The 23rd Psalm closes with an embracing of the wonder of God’s promise. “Surely your goodness and love will follow me all the days of my life, and I will dwell in the house of the Lord forever.” This scripture fits well with Landis Homes’ experiences in 2013. We will celebrate our 50th anniversary in February 2014, along with other commemorative events throughout the year. Looking back we see clearly God’s goodness and love following along the history of our organization.
We are grateful to end the year with very strong occupancy and with additional housing under construction, all of which is under reservation. The new cottage homes are finished and two new hybrid home buildings are rapidly taking shape.
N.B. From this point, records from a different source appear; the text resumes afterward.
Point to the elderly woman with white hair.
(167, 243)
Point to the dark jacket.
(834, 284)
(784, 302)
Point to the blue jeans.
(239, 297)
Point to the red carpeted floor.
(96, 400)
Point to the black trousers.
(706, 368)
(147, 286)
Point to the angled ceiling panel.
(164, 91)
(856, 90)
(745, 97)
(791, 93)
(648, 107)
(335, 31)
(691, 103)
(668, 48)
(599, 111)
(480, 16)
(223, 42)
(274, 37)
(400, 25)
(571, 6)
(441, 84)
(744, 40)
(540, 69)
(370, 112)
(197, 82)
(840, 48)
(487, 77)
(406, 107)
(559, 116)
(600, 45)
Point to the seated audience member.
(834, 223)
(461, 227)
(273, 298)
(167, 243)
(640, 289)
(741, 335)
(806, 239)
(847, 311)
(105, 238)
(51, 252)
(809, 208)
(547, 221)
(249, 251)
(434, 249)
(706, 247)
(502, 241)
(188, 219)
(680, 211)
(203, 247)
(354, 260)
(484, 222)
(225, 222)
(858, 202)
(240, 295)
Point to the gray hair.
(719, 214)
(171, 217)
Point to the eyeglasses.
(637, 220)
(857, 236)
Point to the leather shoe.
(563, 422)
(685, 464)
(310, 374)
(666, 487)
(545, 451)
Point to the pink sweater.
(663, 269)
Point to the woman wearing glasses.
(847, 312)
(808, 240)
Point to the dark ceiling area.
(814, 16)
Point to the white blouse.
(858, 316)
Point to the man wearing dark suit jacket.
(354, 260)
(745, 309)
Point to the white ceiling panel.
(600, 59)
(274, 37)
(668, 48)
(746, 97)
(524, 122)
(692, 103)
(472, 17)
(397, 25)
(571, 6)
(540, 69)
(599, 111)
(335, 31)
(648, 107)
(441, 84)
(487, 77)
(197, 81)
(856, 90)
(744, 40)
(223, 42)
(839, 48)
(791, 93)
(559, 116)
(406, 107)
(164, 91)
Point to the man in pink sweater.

We are also grateful for the hard work of team members who implemented a new computer system designed not only to streamline work for those entering clinical, financial and other data, but to allow for interconnectivity with hospitals and other providers.
The Psalm also mentions “green pastures” and “quiet waters,” both of which are present on our campus in new ways thanks to the floodplain restoration project. More than 25,000 plugs of grasses, along with trees and shrubs, have transformed Kurtz Run into a place where God’s creation is on display in new ways.
We sense God’s leading as well within the larger Landis Communities organization. This year saw the opening of Steeple View Lofts, containing 36 rental apartments in Downtown Lancaster.
The growing community developing between residents, as well as with Miesse Candies and Friendship Heart Gallery, is wonderful. Welsh Mountain Home is also experiencing new paths. A very generous benefactor has made it possible for the organization to plan a new kitchen, dining room and gathering space. In addition, approval was granted for a new project called Mountain View Terrace, which will provide needed housing for those with very few financial resources.
As we close this year, we experience blessings in many ways. We are most blessed by knowing others are supporting us in our work to be “Leaders in Serving” and living out our guiding values of Joy, Compassion, Integrity, Stewardship and Community each day. May you sense God’s leading in your lives in the year to come.